2 days prior to our scheduled call at Le Havre, we had an early morning announcement from the Captain. The Captain announced that due to the growing storm Ciaran that was coming from across the Atlantic, which was due to reach us on the Thursday morning. For safety concerns, we would no longer be calling at the port of Le Havre, and instead we would spend the day at sea and ‘seek calmer waters’.

As we were on a cruise which was embarking and disembarking passengers at each port, alternative arrangements had to be made for those who were due to embark and disembark in Le Havre.

The night prior to our day at sea during storm Ciaran, the Captain made an announcement prior to leaving Rotterdam, explaining that the outside decks would be closed, care should be taken when moving around the ship, some activities aboard would not be possible, and to not place luggage outside cabins for disembarkation until directed to do so.

Hearing this announcement did not fill me with hope. Especially because I am not the best with sea-sickness, and have been prone to being unwell in rough seas previously.

Upon leaving Rotterdam, the ship turned left and started heading for Southampton. I was initially very sceptical of this plan, as it felt as though we were heading straight into Storm Ciaran and not ‘seeking calmer waters’.

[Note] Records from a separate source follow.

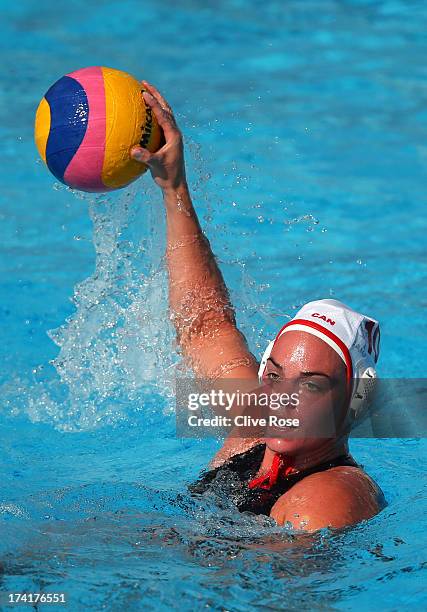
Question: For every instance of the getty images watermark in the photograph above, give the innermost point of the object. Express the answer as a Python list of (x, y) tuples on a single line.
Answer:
[(226, 401), (310, 407)]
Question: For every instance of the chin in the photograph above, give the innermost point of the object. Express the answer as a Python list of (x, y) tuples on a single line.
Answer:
[(282, 445)]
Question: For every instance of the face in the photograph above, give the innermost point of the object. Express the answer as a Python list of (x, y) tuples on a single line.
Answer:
[(304, 365)]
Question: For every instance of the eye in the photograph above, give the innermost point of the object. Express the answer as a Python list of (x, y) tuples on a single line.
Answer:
[(311, 386), (272, 376)]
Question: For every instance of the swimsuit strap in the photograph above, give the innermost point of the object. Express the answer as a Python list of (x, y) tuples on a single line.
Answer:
[(281, 466)]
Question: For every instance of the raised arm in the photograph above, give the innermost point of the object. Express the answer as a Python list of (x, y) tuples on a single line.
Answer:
[(199, 301)]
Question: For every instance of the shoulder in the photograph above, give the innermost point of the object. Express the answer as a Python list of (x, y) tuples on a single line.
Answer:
[(337, 497)]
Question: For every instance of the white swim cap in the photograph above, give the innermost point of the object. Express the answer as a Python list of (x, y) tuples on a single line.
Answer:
[(355, 337)]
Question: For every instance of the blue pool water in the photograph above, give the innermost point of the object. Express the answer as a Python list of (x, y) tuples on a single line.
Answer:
[(305, 128)]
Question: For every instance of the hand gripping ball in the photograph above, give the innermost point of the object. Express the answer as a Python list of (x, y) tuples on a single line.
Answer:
[(86, 125)]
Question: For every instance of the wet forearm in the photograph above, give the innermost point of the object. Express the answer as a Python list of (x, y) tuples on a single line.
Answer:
[(198, 296)]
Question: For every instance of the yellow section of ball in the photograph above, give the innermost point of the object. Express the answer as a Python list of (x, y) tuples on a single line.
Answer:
[(42, 127), (129, 121)]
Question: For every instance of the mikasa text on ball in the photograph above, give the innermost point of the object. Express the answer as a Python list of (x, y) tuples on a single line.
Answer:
[(86, 125)]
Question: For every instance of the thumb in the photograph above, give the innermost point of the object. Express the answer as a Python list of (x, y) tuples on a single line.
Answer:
[(141, 155)]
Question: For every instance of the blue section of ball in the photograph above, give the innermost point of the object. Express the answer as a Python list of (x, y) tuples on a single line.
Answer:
[(69, 114)]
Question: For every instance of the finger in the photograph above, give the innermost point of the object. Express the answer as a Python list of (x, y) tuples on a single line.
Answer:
[(142, 155), (164, 118), (156, 94)]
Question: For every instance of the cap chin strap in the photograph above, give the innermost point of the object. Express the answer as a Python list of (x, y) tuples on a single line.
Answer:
[(363, 389), (264, 359)]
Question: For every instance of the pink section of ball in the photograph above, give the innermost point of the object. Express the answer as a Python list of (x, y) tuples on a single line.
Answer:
[(85, 169)]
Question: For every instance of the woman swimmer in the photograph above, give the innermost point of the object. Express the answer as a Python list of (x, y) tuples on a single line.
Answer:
[(325, 352)]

Throughout Thursday we continued to head towards Southampton, traveling through the English Channel.

At midday the Captain gave an announcement, updating us that the seas were 7m tall, the wind speed was 80mph and we were traveling at 7knots.

Looking out the windows of the ship, the sea had tall white topped waves, the wind was blowing spray off the top of the waves, and it looked very grey.

Despite the sea looking very rough and unforgiving, I was incredibly impressed with how the ship and the crew delt with Storm Ciaran.

Being someone who is very prone to sea sickness, I took some of the anti-nausea medication I bought with me, however, I don’t necessarily think I needed them.

The MSC Euribia is a brilliant ship to be on if you are going to encounter rough seas. Being down on the lower decks in the centre of the ship, the motion of the ship was very little. However, being in our cabin at the front of the ship on deck 11, the motion was noticeable, but not enough to make any of us feel unwell.

It had been many years since I had previously been on a cruise ship during a storm, but the MSC Euribia handled the sea and the weather better than any other ship I had been on. For example, a few months prior to this cruise, we went on an Alaska cruise on Brilliance of the Seas, which is a smaller Royal Caribbean ship. During the Alaska cruise we encountered waves which were smaller than what we experienced on the MSC Euribia, however we felt less motion on the MSC Euribia compared to Brilliance of the Seas.

Overall, if you are worried about seasickness and are looking for a cruise ship where you won’t feel much motion, then I would highly recommend the MSC Euribia. This ship is very large, and very new. These things in combination with an excellent crew made our experience of rough seas very good, and we were able to enjoy our day at sea by playing even an hour’s worth of bowling on one of the high decks, along with a lovely Japanese dinner at the Kaito sushi bar.